Long-Term Memory Patterns for Production Agents
Long-term memory is what separates agents that get smarter over time from agents that start from scratch on every session. The four memory patterns, how to implement each, and the engineering decisions that make agent memory practical.
The context window gives agents short-term memory. But context windows clear between sessions.
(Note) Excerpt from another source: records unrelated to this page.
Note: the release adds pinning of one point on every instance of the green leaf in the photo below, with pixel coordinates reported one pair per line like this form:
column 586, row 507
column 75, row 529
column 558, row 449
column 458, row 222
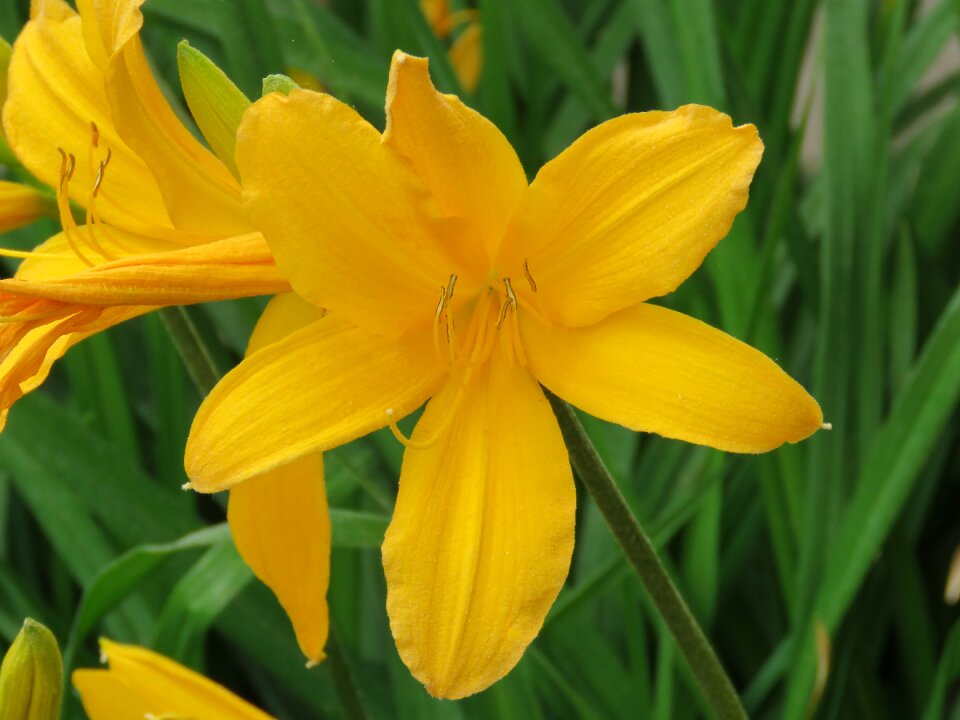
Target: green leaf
column 550, row 31
column 355, row 529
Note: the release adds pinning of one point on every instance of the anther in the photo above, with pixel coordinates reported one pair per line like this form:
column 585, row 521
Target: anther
column 442, row 303
column 530, row 280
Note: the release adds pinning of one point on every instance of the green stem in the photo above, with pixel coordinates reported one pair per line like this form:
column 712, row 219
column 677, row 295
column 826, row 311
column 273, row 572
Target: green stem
column 700, row 656
column 200, row 365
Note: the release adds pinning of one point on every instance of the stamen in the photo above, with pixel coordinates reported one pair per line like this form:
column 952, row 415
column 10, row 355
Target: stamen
column 442, row 302
column 530, row 280
column 101, row 169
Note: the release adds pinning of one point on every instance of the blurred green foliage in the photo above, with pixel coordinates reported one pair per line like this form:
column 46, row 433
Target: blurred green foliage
column 844, row 267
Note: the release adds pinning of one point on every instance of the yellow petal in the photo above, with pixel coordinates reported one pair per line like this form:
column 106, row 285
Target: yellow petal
column 214, row 101
column 629, row 210
column 482, row 533
column 231, row 268
column 462, row 157
column 55, row 100
column 660, row 371
column 200, row 193
column 279, row 520
column 347, row 221
column 20, row 205
column 322, row 386
column 140, row 683
column 466, row 56
column 281, row 527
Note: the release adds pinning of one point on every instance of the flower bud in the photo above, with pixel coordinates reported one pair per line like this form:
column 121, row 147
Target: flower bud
column 31, row 678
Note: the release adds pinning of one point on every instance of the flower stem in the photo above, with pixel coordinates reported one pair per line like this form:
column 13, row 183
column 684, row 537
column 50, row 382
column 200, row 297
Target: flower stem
column 700, row 656
column 200, row 365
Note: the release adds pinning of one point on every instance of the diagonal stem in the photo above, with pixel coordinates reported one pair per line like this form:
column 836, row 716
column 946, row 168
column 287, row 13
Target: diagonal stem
column 700, row 656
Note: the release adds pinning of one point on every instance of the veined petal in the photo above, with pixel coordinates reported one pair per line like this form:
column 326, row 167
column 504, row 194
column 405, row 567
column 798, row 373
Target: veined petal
column 29, row 347
column 347, row 221
column 465, row 161
column 466, row 56
column 279, row 520
column 20, row 204
column 141, row 683
column 657, row 370
column 629, row 210
column 56, row 99
column 322, row 386
column 482, row 533
column 225, row 269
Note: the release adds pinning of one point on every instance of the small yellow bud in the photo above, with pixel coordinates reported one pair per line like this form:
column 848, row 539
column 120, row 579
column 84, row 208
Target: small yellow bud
column 214, row 101
column 31, row 678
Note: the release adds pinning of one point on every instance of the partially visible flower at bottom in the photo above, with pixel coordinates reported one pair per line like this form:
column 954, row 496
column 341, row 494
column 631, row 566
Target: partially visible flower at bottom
column 140, row 683
column 540, row 283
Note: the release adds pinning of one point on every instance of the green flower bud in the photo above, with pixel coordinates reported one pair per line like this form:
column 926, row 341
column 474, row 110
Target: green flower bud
column 31, row 677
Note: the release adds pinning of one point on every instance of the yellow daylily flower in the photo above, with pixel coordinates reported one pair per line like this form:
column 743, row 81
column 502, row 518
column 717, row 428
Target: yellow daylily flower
column 466, row 52
column 545, row 282
column 164, row 223
column 143, row 684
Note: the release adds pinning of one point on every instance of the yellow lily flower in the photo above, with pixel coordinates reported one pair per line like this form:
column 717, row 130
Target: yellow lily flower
column 142, row 684
column 466, row 53
column 31, row 676
column 164, row 222
column 544, row 282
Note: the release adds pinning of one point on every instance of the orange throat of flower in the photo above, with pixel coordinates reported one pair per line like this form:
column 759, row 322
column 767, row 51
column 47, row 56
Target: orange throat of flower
column 491, row 316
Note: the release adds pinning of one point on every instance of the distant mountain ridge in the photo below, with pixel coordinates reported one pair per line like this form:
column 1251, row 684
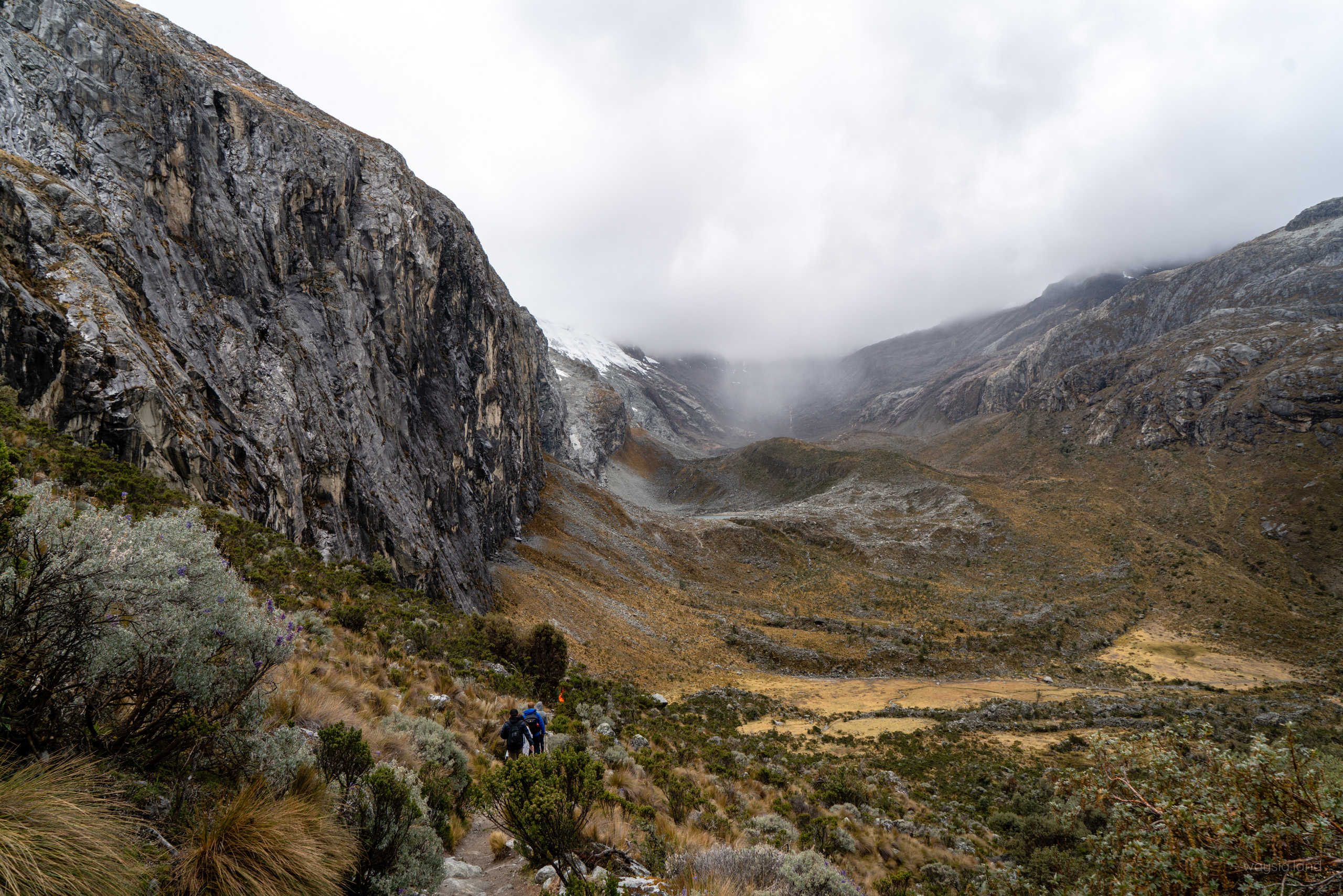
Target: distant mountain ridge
column 1080, row 342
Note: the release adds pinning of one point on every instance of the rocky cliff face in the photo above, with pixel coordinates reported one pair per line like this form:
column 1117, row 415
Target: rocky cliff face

A customer service agent that asks the same clarifying questions every interaction, an engineering assistant that re-learns your codebase conventions each session, a research agent that loses all prior findings on restart — these are agents without long-term memory.
Long-term memory is what allows agents to build on prior interactions rather than starting fresh every time.
graph TD
A[Session Ends] --> B[Store Episode<br/>What happened]
B --> C[Extract Semantic Facts<br/>User preferences / domain knowledge]
C --> D[(Memory Store<br/>Vector DB + Key-Value)]
E[New Session Starts] --> F[Retrieve Similar Episodes<br/>by embedding similarity]
F --> G[Retrieve High-confidence Beliefs<br/>from semantic memory]
G --> H[Inject into System Prompt]
H --> I[Agent starts with context]
D --> F
D --> G
The Four Memory Types
Episodic memory: records of what happened. “In session 47, the user asked about X and we concluded Y.” Stored as structured or unstructured records indexed by time and session.
Semantic memory: generalised knowledge extracted from episodes. “This user prefers concise responses.” “This codebase uses Repository pattern for data access.” Stored as facts that apply across sessions.
Procedural memory: learned workflows. “When the user asks about billing issues, always check account status first, then payment history.” Stored as structured processes or examples that shape agent behaviour.
Working memory: the active context window content — what’s being held in mind right now. Covered in Day 9’s context window management post.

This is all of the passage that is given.